I think I'll try to do that tomorrow because I used to do something like that when I worked graveyards

[–] Cowbee@hexbear.net 2 points 20 hours ago (1 children)

Cool! I have to do it because otherwise, without making it a habit, I physically cannot get myself to do it, haha. When I worked 2nds/3rds, I didn't have energy to do anything in general.

[–] Alaskaball@hexbear.net 2 points 20 hours ago (1 children)

I mean back then I was literally getting paid to do nothing for like half of the shift that for like a few years my shift mates got in the habit of actually finding somewhere comfortable to sleep and catching up on sleep before the first member of management walked in and clocked on.

My God did I shred through theory and history back then. Like I don't miss the hours, but that time I really learned a lot

[–] Cowbee@hexbear.net 2 points 19 hours ago

My night shifts were on/off, many were boring and many were grueling labor, just depended on the day, haha. It did help provide me with the reasons for radicalization and the means to pursue theory, though!

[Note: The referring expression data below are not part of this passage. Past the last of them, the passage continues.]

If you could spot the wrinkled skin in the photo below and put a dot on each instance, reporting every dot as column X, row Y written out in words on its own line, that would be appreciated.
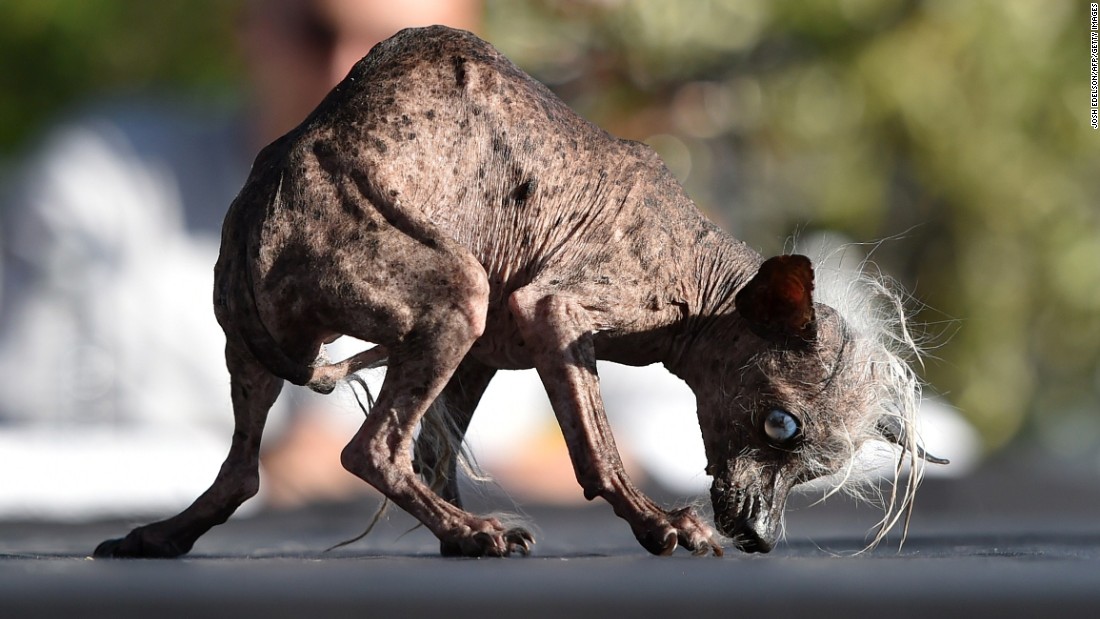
column 446, row 206
column 752, row 473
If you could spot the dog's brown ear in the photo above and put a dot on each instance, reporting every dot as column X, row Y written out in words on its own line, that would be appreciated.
column 778, row 301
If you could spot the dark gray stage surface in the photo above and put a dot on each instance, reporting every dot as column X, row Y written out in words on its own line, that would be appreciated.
column 1012, row 540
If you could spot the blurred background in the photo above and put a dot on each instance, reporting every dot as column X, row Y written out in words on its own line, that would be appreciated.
column 950, row 139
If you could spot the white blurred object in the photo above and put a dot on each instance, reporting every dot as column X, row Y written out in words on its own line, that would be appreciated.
column 73, row 473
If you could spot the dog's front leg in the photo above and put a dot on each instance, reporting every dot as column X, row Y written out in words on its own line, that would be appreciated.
column 253, row 389
column 558, row 332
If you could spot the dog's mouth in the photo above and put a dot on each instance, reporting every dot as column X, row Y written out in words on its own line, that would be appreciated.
column 748, row 516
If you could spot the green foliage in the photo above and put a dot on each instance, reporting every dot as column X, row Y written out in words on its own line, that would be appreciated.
column 958, row 128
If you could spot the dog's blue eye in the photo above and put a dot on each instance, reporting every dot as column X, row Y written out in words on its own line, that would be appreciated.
column 780, row 426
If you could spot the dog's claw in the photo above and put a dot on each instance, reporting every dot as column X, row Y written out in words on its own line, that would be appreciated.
column 135, row 545
column 519, row 540
column 488, row 543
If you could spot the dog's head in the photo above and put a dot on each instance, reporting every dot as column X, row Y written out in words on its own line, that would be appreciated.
column 789, row 394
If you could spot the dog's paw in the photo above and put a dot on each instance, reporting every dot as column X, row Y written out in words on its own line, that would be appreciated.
column 136, row 545
column 679, row 528
column 494, row 542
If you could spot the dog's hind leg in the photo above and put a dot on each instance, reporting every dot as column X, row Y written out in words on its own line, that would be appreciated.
column 253, row 390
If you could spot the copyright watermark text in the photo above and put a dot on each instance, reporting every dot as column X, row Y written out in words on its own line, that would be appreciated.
column 1093, row 65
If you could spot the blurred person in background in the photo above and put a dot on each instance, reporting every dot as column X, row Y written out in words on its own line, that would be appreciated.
column 114, row 399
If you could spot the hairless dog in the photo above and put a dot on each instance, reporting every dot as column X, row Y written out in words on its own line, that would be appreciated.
column 447, row 207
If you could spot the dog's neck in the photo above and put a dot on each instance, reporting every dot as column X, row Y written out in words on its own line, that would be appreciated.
column 716, row 267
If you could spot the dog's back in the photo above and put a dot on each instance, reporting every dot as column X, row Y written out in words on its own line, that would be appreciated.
column 437, row 134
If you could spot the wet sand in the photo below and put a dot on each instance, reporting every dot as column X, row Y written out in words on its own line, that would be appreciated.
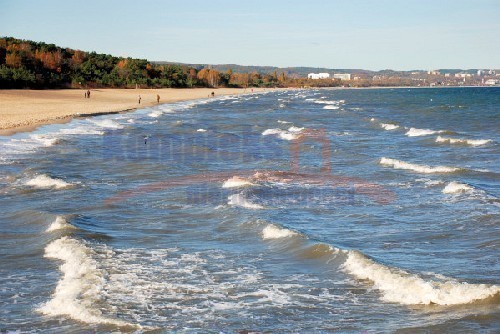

[–] Tabitha@hexbear.net 10 points 1 day ago* (last edited 1 day ago)

this literally me (except for that carnie shilling), expired coupons work like 50% of the time lol

[–] GeneralSwitch2Boycott@hexbear.net 17 points 1 day ago (1 children)

What if instead it was the Australian Dude and he learned to pop it on the barbie?

[–] Alaskaball@hexbear.net 10 points 1 day ago

Yeah while getting pissed off of a pack of great northern!

[–] Tabitha@hexbear.net 45 points 1 day ago (2 children)

that's basically the problem with 99% of financial advice on the internet, it's either a scam (buy my class or rugpull coin), non-reproducible, or it assumes something insane like that you were spending 40k/year on starbucks.

[–] PolandIsAStateOfMind@lemmygrad.ml 24 points 1 day ago* (last edited 1 day ago) (1 children)

Most of it boils down to some version of "eat less peasant" and it's the more literal that is usually being written by affluent person for workers not recieving liveable wage.

I wish I could frame this comment and hand it to my friend who falls for everything said on a podcast.